El daño se transmite de generación en generación: el embrujado se convierte en embrujador, proyectando sobre sus hijos lo que fue proyectado sobre él, a no ser que una toma de consciencia logre romper el círculo vicioso. No hay que temer hundirse profundamente en uno mismo para enfrentar la parte del ser mal constituido, el horror de la no realización, haciendo saltar el obstáculo genealógico que se levanta ante nosotros como una barrera y que se opone al flujo y reflujo de la vida.
En esta barrera encontramos los amargos sedimentos psicológicos de nuestro padre y de nuestra madre, de nuestros abuelos y bisabuelos. Tenemos que aprender a desidentificarnos del árbol y comprender que no está en el pasado: por el contrario, vive, presente en el interior de cada uno de nosotros. Cada vez que tenemos un problema que nos parece individual, toda la familia está concernida. En el momento en que nos hacemos conscientes, de una manera o de otra la familia comienza a evolucionar. No sólo los vivos, también los muertos. El pasado no es inamovible. Cambia según nuestro punto de vista.

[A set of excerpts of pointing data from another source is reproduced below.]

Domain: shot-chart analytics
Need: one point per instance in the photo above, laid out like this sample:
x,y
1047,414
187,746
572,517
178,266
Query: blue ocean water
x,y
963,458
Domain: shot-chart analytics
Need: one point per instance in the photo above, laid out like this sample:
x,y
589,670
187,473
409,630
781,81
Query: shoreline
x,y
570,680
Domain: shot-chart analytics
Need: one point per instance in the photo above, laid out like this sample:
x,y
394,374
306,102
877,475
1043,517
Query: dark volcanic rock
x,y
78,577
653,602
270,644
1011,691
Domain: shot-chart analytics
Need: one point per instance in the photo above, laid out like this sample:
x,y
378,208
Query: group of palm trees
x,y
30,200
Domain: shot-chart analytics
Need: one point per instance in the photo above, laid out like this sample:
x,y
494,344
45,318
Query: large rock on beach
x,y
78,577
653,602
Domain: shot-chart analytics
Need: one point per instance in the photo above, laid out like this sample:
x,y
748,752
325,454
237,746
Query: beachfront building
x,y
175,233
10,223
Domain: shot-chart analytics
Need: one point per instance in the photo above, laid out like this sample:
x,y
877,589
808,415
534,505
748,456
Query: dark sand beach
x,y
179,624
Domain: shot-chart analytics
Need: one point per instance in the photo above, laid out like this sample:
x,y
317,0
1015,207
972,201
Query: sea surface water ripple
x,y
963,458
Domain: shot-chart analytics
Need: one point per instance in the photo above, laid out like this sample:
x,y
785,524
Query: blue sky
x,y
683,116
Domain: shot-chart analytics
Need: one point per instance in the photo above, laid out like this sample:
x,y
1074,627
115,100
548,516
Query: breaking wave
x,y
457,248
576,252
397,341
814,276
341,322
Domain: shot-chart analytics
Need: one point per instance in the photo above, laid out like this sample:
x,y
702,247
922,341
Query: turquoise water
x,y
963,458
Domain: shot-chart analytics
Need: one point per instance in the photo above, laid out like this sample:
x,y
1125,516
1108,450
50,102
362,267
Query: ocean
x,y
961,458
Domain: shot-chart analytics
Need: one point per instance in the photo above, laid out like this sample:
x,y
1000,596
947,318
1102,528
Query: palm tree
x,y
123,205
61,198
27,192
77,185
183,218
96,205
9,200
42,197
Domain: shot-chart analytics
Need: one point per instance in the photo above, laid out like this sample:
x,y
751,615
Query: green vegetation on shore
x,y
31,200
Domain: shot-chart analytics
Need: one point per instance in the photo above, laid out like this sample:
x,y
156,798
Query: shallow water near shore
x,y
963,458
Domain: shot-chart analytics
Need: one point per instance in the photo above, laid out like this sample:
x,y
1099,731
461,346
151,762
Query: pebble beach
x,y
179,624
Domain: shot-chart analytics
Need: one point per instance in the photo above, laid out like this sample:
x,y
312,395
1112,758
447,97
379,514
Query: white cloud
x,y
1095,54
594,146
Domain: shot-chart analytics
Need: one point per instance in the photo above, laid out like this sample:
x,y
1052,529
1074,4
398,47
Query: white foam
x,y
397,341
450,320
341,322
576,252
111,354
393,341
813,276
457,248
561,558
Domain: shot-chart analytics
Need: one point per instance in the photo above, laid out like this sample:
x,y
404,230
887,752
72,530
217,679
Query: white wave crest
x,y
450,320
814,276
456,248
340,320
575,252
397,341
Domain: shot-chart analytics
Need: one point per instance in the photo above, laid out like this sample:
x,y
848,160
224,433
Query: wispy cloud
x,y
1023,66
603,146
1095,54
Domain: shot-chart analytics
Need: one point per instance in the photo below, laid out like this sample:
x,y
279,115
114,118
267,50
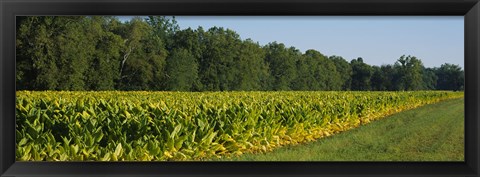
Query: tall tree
x,y
218,66
345,71
282,63
181,70
142,67
253,69
410,72
361,73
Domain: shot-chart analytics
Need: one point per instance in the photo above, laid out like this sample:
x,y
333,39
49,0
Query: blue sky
x,y
377,39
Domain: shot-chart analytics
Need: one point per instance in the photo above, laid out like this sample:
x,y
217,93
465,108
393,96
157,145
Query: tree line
x,y
153,53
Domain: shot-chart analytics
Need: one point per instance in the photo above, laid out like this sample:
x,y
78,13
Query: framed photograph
x,y
239,88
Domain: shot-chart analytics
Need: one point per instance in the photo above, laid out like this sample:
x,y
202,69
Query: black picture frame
x,y
470,9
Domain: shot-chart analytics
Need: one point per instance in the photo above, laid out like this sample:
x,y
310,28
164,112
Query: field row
x,y
146,126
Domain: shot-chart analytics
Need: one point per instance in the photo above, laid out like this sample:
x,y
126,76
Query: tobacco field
x,y
165,126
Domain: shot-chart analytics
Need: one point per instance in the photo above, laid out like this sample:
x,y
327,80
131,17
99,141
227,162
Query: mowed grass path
x,y
430,133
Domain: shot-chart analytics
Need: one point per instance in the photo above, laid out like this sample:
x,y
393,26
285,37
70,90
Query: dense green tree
x,y
253,69
345,71
181,70
218,66
103,53
410,70
104,68
282,64
361,73
429,79
142,67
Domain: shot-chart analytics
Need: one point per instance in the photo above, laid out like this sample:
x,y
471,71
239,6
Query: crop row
x,y
157,126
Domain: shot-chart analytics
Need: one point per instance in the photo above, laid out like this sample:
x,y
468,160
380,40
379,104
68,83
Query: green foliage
x,y
157,126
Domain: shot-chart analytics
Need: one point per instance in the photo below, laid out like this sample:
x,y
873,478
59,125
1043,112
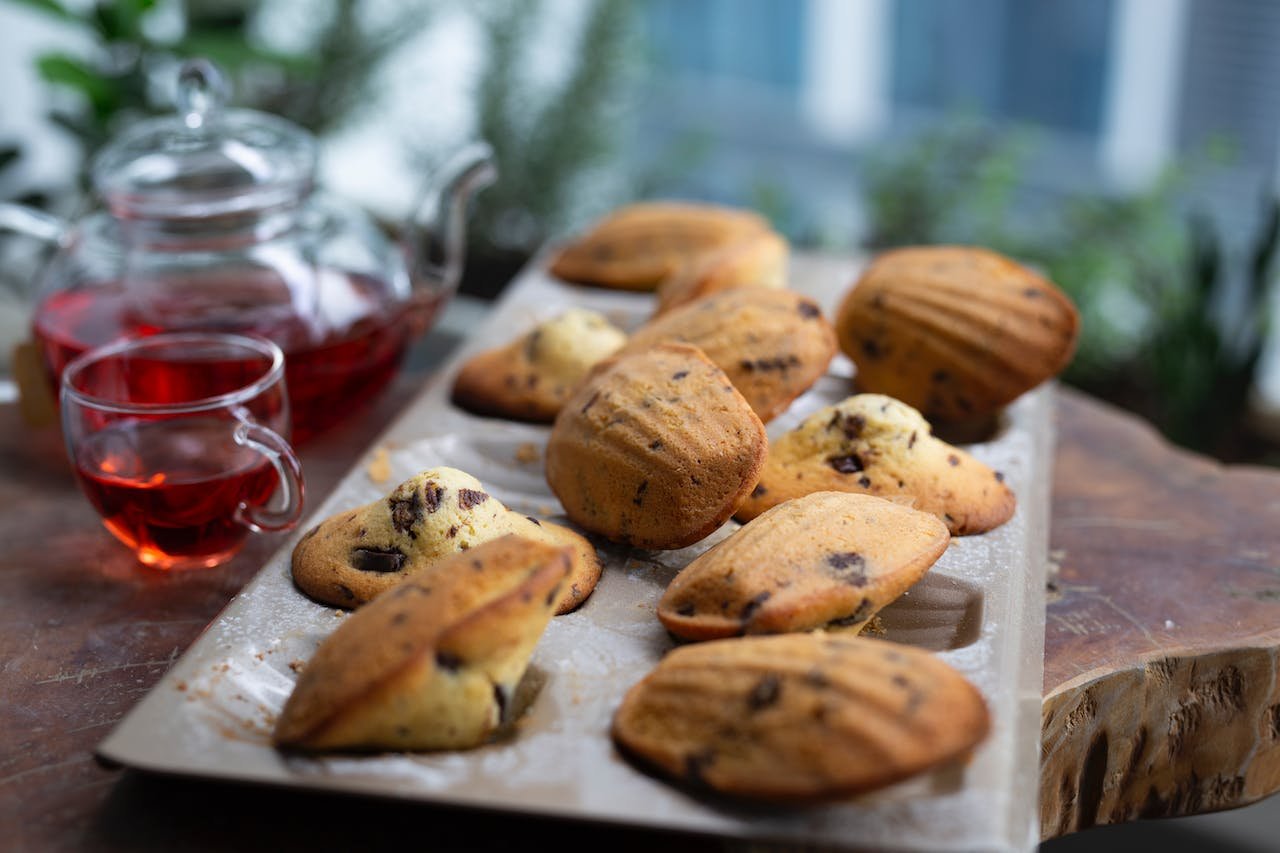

Ancestros a quienes consideramos odiosamente culpables, al mutar nuestra mentalidad, los comprendemos en forma diferente. Después de perdonarlos tenemos que honrarlos, es decir, conocerlos, analizarlos, disolverlos, rehacerlos, agradecerles, amarlos, para finalmente ver el “buda” en cada uno de ellos. Todo aquello que espiritualmente hemos realizado podría haberlo hecho cada uno de nuestros parientes. La responsabilidad es inmensa. Cualquier caída arrastra a toda la familia, incluyendo a los niños que están por venir, durante tres o cuatro generaciones.